“Blood
In The USA” è un disco la cui genesi ha aspetti particolari: registrato
praticamente in presa diretta nell’arco di una giornata, l’album è rimasto nel
cassetto per circa un paio d’anni, dando la precedenza alla vita privata di
Thom Chacon e ora ‘riemerge’ con tutta la sua forza espressiva e tutta la sua
urgenza letteraria, divenuto fortemente attuale soprattutto dopo questi anni di
politica negli States. Il musicista di Durango, Colorado torna quindi dopo lo
splendido disco omonimo di qualche anno fa e l’esordio prodotto artigianalmente
intitolato “Featherweight Fighter” che ne definiva stile e immagine di profondo
ed intelligente storyteller. “Blood In The USA” è nuovamente prodotto da Perry
Margouleff, amico di lunga data di Thom Chacon, con lo stesso approccio crudo
ma al tempo stesso struggentemente poetico che chiedono queste storie di
confine, queste storie di ricerca di libertà e di vita migliore. Tra Woody
Guthrie e Bob Dylan, Townes Van Zandt e John Prine ma anche con lo spirito
dello Springsteen più interiore ed intimista, Thom Chacon mostra attraverso
queste sue nuove nove canzoni quanto potente sia il suo messaggio e quanto
grande sia il suo coinvolgimento nei confronti dei protagonisti che si muovono
all’interno di un paesaggio spesso depresso e duro, affascinante nella sua
asprezza ma che non perdona chi sta dalla parte dei perdenti. “I Am An
Immigrant” è inevitabilmente il manifesto e l’ideale apertura del disco,
limpida e disperata storia narrata attraverso chi ha subito violenze e soprusi
sulla strada verso un mondo migliore, mentre in “Union Town” emerge la crisi
del lavoro dopo la chiusura delle miniere di carbone e nella title-track “Blood
In The USA” il grido di denuncia nei confronti dei troppi casi di violenze nei
confronti delle persone di colore. Questo trittico forma un po’ la spina
dorsale di un album sempre impegnato, sempre estremamente vibrante nel
presentare composizioni il cui compito è di mostrare i vari aspetti dell’animo
umano, positivi o negativi che siano, dalla accorata poesia di “Easy Heart”

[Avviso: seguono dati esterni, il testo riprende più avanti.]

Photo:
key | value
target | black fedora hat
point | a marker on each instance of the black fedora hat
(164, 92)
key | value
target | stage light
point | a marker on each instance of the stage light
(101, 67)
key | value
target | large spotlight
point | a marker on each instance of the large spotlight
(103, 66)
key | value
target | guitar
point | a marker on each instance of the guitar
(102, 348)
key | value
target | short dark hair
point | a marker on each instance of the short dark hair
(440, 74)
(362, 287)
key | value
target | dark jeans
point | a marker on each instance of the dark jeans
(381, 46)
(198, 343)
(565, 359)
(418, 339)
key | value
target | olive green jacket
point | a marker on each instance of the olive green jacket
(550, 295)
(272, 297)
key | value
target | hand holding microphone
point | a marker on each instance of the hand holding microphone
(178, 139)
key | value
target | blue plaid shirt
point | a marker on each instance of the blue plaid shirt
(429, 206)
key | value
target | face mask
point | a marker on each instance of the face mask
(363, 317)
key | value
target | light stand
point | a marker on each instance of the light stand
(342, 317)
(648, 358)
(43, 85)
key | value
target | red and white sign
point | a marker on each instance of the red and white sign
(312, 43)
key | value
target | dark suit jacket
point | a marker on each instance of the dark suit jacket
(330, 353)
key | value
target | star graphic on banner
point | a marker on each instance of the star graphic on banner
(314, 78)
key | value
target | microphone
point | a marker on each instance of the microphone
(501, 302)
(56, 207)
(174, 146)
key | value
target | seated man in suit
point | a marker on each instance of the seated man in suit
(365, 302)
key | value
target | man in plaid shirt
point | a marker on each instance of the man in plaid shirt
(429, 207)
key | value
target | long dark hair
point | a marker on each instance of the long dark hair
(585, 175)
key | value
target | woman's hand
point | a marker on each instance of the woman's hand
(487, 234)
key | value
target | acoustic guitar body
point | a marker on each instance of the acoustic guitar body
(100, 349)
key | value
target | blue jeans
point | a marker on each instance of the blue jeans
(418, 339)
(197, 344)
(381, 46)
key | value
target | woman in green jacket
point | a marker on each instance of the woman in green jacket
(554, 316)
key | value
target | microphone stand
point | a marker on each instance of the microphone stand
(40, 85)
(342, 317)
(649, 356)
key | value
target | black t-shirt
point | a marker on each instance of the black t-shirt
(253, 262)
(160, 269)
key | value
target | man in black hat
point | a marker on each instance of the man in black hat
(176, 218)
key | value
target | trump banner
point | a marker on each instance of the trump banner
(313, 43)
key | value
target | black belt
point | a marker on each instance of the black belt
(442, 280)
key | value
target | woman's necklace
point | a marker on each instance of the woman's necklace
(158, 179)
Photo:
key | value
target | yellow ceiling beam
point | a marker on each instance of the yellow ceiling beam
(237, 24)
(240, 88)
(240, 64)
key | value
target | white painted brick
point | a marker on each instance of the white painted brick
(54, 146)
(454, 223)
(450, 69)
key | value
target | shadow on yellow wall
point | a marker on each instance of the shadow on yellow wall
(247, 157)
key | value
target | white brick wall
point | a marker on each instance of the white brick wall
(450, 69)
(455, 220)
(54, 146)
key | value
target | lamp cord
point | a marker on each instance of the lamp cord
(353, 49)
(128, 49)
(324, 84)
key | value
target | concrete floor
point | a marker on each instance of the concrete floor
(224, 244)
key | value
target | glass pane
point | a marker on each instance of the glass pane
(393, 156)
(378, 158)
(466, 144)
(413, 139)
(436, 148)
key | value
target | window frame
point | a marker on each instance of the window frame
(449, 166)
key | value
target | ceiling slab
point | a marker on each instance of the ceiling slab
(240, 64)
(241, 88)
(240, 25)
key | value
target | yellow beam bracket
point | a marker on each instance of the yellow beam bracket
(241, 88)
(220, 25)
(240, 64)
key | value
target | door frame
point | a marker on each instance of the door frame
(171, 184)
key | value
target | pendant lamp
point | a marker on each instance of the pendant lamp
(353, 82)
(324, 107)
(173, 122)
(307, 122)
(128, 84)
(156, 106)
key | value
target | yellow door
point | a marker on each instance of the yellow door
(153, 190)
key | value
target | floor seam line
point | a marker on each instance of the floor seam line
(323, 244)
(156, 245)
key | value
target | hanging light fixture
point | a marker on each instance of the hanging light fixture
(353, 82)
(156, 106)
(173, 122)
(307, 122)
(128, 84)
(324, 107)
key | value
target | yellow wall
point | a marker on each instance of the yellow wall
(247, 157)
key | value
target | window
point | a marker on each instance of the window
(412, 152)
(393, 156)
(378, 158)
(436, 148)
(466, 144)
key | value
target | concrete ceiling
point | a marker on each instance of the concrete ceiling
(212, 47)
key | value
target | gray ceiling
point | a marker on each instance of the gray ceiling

all’amore narrato in “Something The Heart Can Only Know”, praticamente l’unica
‘love song’ del disco. “Empty Pockets” è un altro dei capolavori delll’album,
un altro racconto di immigrati e dell’affrontare i cambi climatici che determinano
la crisi del lavoro dei contadini, “A Bottle, Two Guitars And A Suitcase” una
pregevolissima ‘road song’ narrata con il consueto, eccellente stile narrativo,
“Work At Hand” una canzone che ha sempre come protagonisti i cosiddetti ‘blue
collar’ e la commovente poesia insita nella conclusiva “Big As The Moon”, il
cuore grande come la luna, come quello di Thom Chacon.